Maze Generator and Solver

This Python program demonstrates various maze generation and solving algorithms using the Pygame library. The implementation includes binary tree maze generation, Prim's algorithm, left wall follower maze solver, Dijkstra's algorithm, and depth-first search (DFS) maze solver.

Maze Generation Algorithms:

1. Binary Tree Maze Generation:

• Initialization: The algorithm starts with a grid of cells, each representing a part of the maze. A stack is used to keep track of the current cell being processed.

• Choose Random Starting Cell: The algorithm starts with a random cell in the grid.

• Carve Passages: For each cell in the grid, the algorithm chooses a random direction (North, East, South, or West). If moving in that direction is valid (within the grid boundaries and not visited), a passage is carved between the current cell and the neighboring cell in that direction. This creates passages in the maze.

• Backtracking: After carving a passage, the neighboring cell becomes the current cell, and the process repeats. If a cell has no valid neighbors, the algorithm backtracks to the previous cell in the stack.

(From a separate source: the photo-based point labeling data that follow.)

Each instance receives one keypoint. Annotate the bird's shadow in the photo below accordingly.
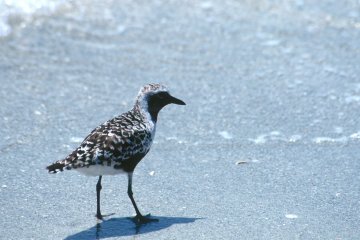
(119, 227)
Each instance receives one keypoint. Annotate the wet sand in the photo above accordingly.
(266, 148)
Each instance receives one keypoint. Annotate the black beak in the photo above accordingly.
(175, 100)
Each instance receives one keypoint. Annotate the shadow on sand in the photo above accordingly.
(119, 227)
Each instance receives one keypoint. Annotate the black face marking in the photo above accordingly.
(156, 102)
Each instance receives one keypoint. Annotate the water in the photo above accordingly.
(267, 146)
(15, 13)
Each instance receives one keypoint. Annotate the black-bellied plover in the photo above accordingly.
(119, 144)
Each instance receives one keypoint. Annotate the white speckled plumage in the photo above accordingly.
(119, 143)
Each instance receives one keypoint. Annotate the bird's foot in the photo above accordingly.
(140, 219)
(99, 216)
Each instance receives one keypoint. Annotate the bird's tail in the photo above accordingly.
(56, 166)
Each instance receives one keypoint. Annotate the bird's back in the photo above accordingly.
(113, 147)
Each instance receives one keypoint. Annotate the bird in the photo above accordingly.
(119, 144)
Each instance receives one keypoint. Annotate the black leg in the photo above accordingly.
(139, 218)
(98, 189)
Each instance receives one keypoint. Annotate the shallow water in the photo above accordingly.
(267, 146)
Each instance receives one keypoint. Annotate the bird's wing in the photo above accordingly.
(105, 145)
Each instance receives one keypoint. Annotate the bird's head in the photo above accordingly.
(153, 97)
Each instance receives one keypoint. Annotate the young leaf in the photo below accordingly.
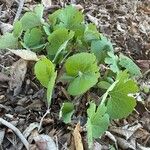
(44, 70)
(100, 48)
(32, 37)
(50, 88)
(85, 72)
(32, 19)
(39, 11)
(66, 112)
(98, 122)
(103, 84)
(58, 41)
(91, 33)
(120, 104)
(112, 60)
(127, 63)
(70, 17)
(8, 41)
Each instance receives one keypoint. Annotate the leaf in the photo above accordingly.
(127, 63)
(32, 37)
(25, 54)
(103, 84)
(91, 33)
(44, 70)
(98, 122)
(8, 41)
(17, 73)
(50, 87)
(17, 29)
(81, 84)
(120, 104)
(66, 112)
(39, 11)
(69, 18)
(32, 19)
(100, 48)
(85, 72)
(58, 41)
(112, 60)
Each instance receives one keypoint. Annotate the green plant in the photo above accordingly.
(67, 39)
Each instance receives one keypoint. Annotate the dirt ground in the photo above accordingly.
(127, 24)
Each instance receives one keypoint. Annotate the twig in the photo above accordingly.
(18, 133)
(20, 7)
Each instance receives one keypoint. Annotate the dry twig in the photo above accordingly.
(18, 133)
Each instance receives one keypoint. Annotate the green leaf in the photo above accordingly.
(39, 11)
(50, 88)
(127, 63)
(32, 37)
(98, 122)
(66, 112)
(70, 17)
(91, 33)
(120, 104)
(85, 72)
(58, 41)
(112, 61)
(103, 84)
(32, 19)
(81, 84)
(100, 48)
(8, 41)
(17, 29)
(44, 70)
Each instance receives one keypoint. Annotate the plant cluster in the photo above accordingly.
(67, 40)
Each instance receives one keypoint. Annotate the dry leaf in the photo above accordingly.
(77, 138)
(4, 77)
(25, 54)
(17, 74)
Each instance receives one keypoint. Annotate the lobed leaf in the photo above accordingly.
(58, 41)
(44, 70)
(120, 104)
(84, 71)
(8, 41)
(50, 87)
(127, 63)
(32, 38)
(98, 122)
(100, 48)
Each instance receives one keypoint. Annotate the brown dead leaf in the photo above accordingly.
(17, 73)
(78, 138)
(25, 54)
(3, 77)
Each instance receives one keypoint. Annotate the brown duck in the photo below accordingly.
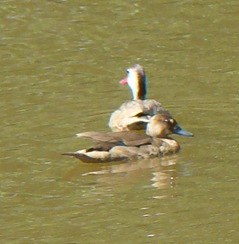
(128, 145)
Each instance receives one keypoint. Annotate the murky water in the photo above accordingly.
(60, 64)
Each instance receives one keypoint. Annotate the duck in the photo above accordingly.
(133, 114)
(132, 145)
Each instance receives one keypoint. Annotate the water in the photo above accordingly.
(60, 64)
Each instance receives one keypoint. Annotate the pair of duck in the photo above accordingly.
(124, 143)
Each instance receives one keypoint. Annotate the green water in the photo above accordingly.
(60, 66)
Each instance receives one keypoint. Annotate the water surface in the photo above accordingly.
(60, 66)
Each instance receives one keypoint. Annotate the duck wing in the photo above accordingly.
(134, 115)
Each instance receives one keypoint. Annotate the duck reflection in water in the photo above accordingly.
(162, 172)
(129, 145)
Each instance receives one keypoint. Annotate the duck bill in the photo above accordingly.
(180, 131)
(123, 81)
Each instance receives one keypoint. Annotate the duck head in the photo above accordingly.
(136, 80)
(161, 125)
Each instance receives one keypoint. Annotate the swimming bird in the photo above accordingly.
(131, 115)
(129, 145)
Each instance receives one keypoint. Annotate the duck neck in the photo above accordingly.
(139, 92)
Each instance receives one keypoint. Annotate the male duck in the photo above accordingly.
(127, 145)
(131, 115)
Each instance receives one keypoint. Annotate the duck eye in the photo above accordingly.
(170, 121)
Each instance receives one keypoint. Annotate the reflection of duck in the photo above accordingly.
(131, 114)
(125, 145)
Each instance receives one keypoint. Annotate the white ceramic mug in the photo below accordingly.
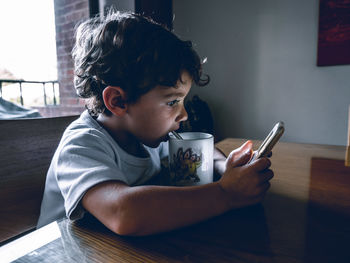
(191, 159)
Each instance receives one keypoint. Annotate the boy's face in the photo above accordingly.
(159, 112)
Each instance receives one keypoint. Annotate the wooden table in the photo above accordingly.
(305, 217)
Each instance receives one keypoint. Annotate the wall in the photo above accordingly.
(67, 14)
(262, 62)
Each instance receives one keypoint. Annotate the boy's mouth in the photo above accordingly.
(165, 138)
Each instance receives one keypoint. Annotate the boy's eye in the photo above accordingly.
(173, 103)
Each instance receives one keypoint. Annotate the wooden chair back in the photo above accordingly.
(26, 149)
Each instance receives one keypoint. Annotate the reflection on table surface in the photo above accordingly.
(305, 217)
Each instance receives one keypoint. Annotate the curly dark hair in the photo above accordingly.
(132, 52)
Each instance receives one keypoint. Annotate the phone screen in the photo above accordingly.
(270, 141)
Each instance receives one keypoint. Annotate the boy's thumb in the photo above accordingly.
(241, 155)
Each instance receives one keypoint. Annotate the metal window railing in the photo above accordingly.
(53, 83)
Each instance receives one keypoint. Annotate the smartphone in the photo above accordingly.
(270, 141)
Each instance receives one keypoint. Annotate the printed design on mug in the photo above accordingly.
(184, 166)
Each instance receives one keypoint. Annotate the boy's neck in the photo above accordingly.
(123, 138)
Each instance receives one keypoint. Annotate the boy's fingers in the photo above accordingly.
(266, 176)
(241, 155)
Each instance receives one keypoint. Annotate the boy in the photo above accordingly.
(136, 75)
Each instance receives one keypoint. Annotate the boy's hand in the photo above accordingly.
(245, 184)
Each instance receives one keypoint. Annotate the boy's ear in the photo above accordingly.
(114, 99)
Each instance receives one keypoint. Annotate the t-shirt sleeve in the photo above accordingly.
(84, 161)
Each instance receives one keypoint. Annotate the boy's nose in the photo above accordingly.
(182, 115)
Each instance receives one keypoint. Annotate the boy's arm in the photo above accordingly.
(143, 210)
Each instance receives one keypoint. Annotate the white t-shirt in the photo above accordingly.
(88, 155)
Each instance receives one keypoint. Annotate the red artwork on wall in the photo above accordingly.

• carving of passage and backtracking is repeated until all cells are visited, resulting in a fully connected maze.

Data Structures:

• Grid: A 2D array of cells, where each cell has information about its carved paths (N, E, S, W) and whether it has been visited.

class Cell:
    def __init__(self):
        self.N = 0
        self.W = 0
        self.E = 0
        self.S = 0
        self.visited = False

grid = [[Cell() for i in range(width)] for i in range(height)]

• Stack: An array based stack to process cells in a particular order.

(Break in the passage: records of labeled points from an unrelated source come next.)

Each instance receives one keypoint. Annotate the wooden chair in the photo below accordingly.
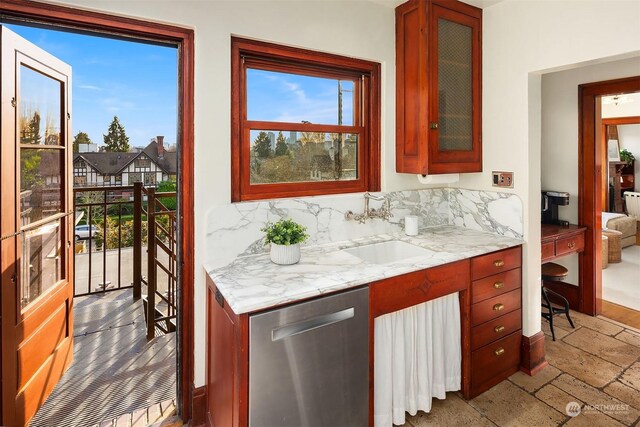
(552, 271)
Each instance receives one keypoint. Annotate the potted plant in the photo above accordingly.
(626, 156)
(285, 237)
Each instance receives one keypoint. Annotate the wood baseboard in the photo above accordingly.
(199, 406)
(532, 358)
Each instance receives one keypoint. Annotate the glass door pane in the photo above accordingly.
(42, 154)
(455, 94)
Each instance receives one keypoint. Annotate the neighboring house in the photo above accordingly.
(152, 165)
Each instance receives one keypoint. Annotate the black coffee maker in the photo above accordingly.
(550, 202)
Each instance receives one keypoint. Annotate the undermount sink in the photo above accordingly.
(387, 252)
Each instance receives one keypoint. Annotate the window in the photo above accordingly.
(142, 163)
(150, 178)
(80, 168)
(303, 122)
(135, 177)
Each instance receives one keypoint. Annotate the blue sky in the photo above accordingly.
(273, 96)
(134, 81)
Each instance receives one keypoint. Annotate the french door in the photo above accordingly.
(37, 224)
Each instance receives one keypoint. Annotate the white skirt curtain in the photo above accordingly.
(417, 356)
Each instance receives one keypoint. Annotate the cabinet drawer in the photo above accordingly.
(495, 329)
(495, 307)
(570, 244)
(494, 362)
(496, 285)
(399, 292)
(548, 250)
(495, 262)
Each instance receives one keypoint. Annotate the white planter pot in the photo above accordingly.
(285, 254)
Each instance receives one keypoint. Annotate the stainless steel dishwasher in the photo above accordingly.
(309, 363)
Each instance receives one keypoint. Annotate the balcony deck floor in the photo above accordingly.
(115, 370)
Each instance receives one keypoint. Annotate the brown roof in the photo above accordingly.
(110, 163)
(107, 163)
(168, 162)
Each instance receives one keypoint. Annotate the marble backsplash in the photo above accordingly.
(234, 229)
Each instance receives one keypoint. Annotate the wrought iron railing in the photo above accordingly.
(106, 209)
(161, 279)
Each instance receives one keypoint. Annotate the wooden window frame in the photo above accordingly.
(253, 54)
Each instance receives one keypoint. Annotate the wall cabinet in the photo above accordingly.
(438, 87)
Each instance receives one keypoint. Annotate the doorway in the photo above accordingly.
(47, 14)
(592, 160)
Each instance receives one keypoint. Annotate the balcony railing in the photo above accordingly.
(131, 242)
(103, 253)
(161, 260)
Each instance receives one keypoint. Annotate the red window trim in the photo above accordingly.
(274, 57)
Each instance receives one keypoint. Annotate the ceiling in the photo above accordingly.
(478, 3)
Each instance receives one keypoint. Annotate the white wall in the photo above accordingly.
(354, 28)
(629, 137)
(521, 38)
(628, 109)
(559, 148)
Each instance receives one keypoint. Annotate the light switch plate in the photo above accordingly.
(503, 179)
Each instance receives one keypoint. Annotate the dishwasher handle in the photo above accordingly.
(323, 320)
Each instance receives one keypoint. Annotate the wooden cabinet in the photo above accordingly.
(227, 368)
(438, 87)
(558, 240)
(496, 318)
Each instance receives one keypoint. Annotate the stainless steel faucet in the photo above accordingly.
(383, 213)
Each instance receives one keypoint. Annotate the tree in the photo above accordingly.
(116, 139)
(30, 129)
(168, 187)
(315, 137)
(80, 138)
(262, 146)
(282, 149)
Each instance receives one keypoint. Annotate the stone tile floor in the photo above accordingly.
(596, 365)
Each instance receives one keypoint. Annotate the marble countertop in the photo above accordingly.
(253, 283)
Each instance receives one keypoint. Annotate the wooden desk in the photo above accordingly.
(558, 241)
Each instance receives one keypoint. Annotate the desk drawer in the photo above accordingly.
(495, 329)
(495, 307)
(571, 244)
(494, 362)
(495, 262)
(496, 285)
(548, 250)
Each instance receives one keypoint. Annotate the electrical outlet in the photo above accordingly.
(503, 179)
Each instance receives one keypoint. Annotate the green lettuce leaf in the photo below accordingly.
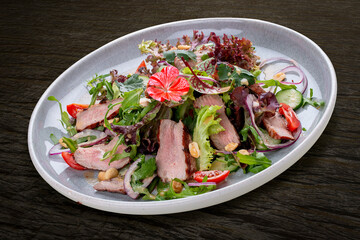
(187, 55)
(256, 162)
(206, 125)
(132, 83)
(65, 119)
(166, 191)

2. Prim's Algorithm for Maze Generation:

• Initialization: Start with a grid of cells, each representing a part of the maze. Create a set to keep track of visited cells and a list for processing cells.

• Choose Random Starting Cell: Select a random cell as the starting point.

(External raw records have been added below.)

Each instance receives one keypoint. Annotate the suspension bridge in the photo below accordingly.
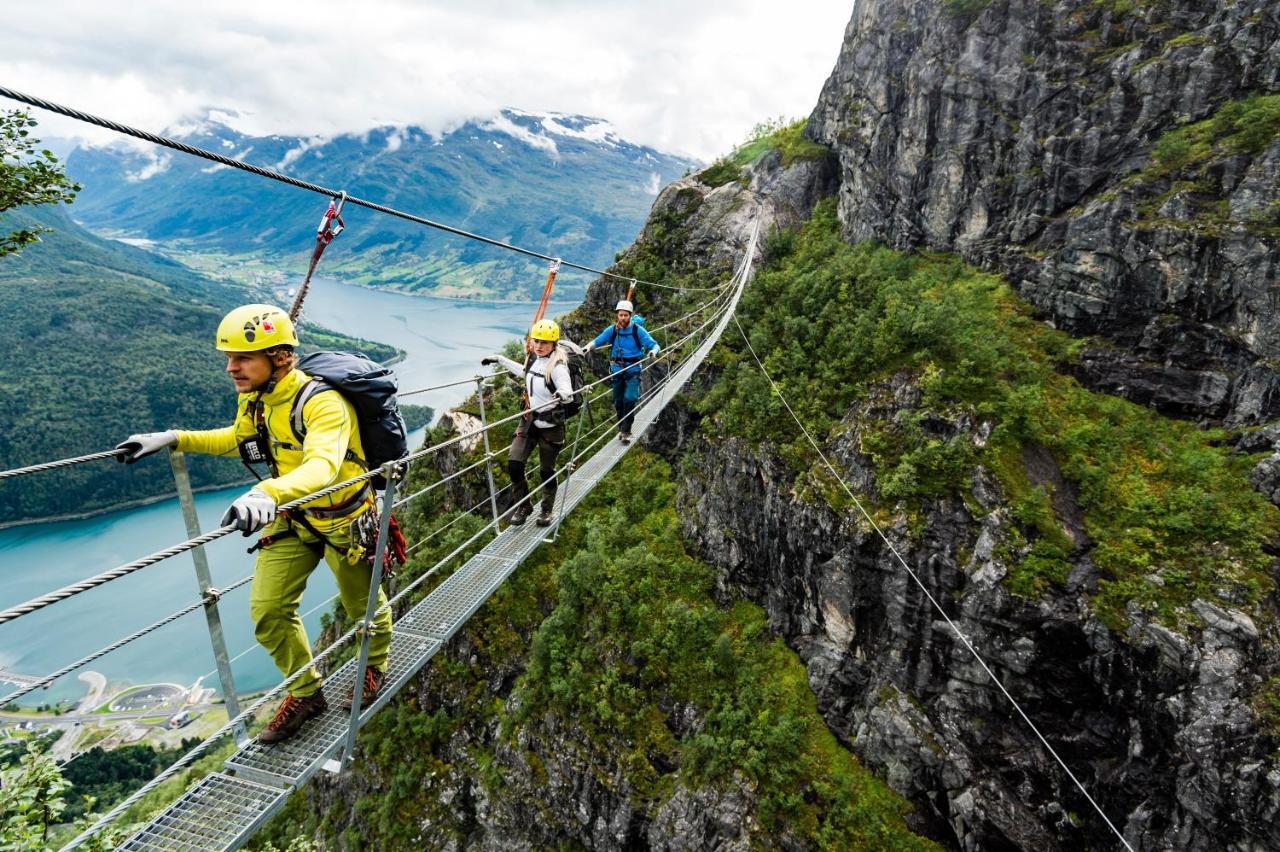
(225, 807)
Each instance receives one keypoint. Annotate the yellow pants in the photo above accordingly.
(279, 578)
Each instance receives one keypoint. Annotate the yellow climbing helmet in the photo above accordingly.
(252, 328)
(545, 330)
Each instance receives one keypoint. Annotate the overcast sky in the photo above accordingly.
(688, 77)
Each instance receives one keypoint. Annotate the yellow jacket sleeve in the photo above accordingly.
(330, 424)
(219, 441)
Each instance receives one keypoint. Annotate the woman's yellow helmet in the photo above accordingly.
(545, 330)
(254, 328)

• Add Neighboring Walls to Cell: Add the neighboring walls of the current cell to the cell list.

• Select Random Cell: Choose a random wall from the list.

• Carve Path: Carve a passage through the wall to the neighboring cell. Add the neighboring walls of the new cell to the list if they are not visited.

• Repeat steps 4-5 until the list is empty. The maze is fully connected, and passages are carved in a way that avoids loops.

Data Structures:

• Grid: A 2D array of cells, similar to the one used in the Binary Tree algorithm.

  class Cell:
      def __init__(self):
          self.N = 0
          self.W = 0
          self.E = 0
          self.S = 0
          self.visited = False
  
  grid = [[Cell() for i in range(width)] for i in range(height)]

• Cells: A list to store walls that are candidates for carving.

• Visited Set: A set to keep track of visited cells during the maze generation process.

Maze Solving Algorithms:

3. Left Wall Follower Maze Solver:

• Initialization: The algorithm is used to solve a maze generated using the Binary Tree or Prim's algorithm. It employs the "left wall following" strategy to navigate through the maze.

• Choose Starting Point: The solver starts at the entrance of the maze, usually the top-left corner.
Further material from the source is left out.